Eine Biennale soll einen Moment abbilden. Das gilt auch für die Biennale des Whitney-Museums, die seit 1932 der aktuellen amerikanischen Kunst den Puls nimmt. Doch eine solche Abbildung der Gegenwart birgt Gefahren. Die Kuratoren müssen mit einer ungesicherten These darüber operieren, was denn diese Gegenwart ausmacht. In Zeiten wie diesen, da sich die Gegenwart so rasch verändert wie selten, ist diese Aufgabe besonders schwierig.
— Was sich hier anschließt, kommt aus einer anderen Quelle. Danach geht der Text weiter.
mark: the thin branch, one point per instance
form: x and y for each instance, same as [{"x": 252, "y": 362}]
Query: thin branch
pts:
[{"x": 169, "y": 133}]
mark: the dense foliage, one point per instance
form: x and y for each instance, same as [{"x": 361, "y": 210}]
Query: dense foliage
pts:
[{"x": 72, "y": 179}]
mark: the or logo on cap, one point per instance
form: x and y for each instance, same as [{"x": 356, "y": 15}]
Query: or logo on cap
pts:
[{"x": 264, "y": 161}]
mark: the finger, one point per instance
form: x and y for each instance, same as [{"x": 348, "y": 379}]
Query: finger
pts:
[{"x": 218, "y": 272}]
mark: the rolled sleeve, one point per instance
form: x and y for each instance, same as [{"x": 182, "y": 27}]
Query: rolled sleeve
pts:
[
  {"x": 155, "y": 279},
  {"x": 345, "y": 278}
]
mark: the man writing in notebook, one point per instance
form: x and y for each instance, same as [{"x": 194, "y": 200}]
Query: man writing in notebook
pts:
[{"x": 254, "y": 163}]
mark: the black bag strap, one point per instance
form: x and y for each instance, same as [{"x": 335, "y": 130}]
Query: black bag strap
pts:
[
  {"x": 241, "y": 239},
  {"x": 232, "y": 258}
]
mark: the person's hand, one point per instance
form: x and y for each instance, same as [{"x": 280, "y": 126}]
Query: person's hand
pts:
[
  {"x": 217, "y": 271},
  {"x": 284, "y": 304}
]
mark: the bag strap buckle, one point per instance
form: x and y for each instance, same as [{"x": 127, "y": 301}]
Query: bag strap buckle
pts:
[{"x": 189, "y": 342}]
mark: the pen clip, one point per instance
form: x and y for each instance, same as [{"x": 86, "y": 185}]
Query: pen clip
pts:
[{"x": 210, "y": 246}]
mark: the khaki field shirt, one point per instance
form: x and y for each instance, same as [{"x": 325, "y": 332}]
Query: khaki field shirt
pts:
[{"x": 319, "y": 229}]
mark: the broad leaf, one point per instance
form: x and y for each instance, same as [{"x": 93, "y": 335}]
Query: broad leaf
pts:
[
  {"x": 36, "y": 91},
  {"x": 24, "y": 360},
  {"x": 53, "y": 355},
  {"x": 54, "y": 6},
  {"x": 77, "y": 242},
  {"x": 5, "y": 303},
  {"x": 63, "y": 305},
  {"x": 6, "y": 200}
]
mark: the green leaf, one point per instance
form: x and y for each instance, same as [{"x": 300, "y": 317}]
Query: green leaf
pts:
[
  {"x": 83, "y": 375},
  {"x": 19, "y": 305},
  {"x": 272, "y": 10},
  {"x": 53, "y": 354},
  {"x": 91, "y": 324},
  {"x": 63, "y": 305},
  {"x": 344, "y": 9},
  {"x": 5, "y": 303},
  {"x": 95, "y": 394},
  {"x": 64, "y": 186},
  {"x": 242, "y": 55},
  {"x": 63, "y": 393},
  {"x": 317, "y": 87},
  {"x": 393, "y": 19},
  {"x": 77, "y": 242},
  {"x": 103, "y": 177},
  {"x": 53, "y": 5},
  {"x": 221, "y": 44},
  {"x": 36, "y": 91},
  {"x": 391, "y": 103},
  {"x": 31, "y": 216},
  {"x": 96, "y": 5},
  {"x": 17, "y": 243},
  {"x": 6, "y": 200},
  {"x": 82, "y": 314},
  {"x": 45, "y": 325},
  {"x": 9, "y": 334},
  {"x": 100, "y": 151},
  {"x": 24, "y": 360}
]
So waren die beiden Kuratoren David Breslin und Adrienne Edwards im März 2020 gerade bei Studiobesuchen in New Orleans, um sich für die aktuelle Ausstellung Werke anzuschauen, als ihnen gesagt wurde, dass das Museum coronabedingt auf unbestimmte Zeit schließen muss. Die Biennale verschob sich um mehr als ein Jahr, und die beiden mussten sich gut überlegen, wie sie die Ereignisse dieser Zeit und die künstlerische Reaktion darauf einbeziehen.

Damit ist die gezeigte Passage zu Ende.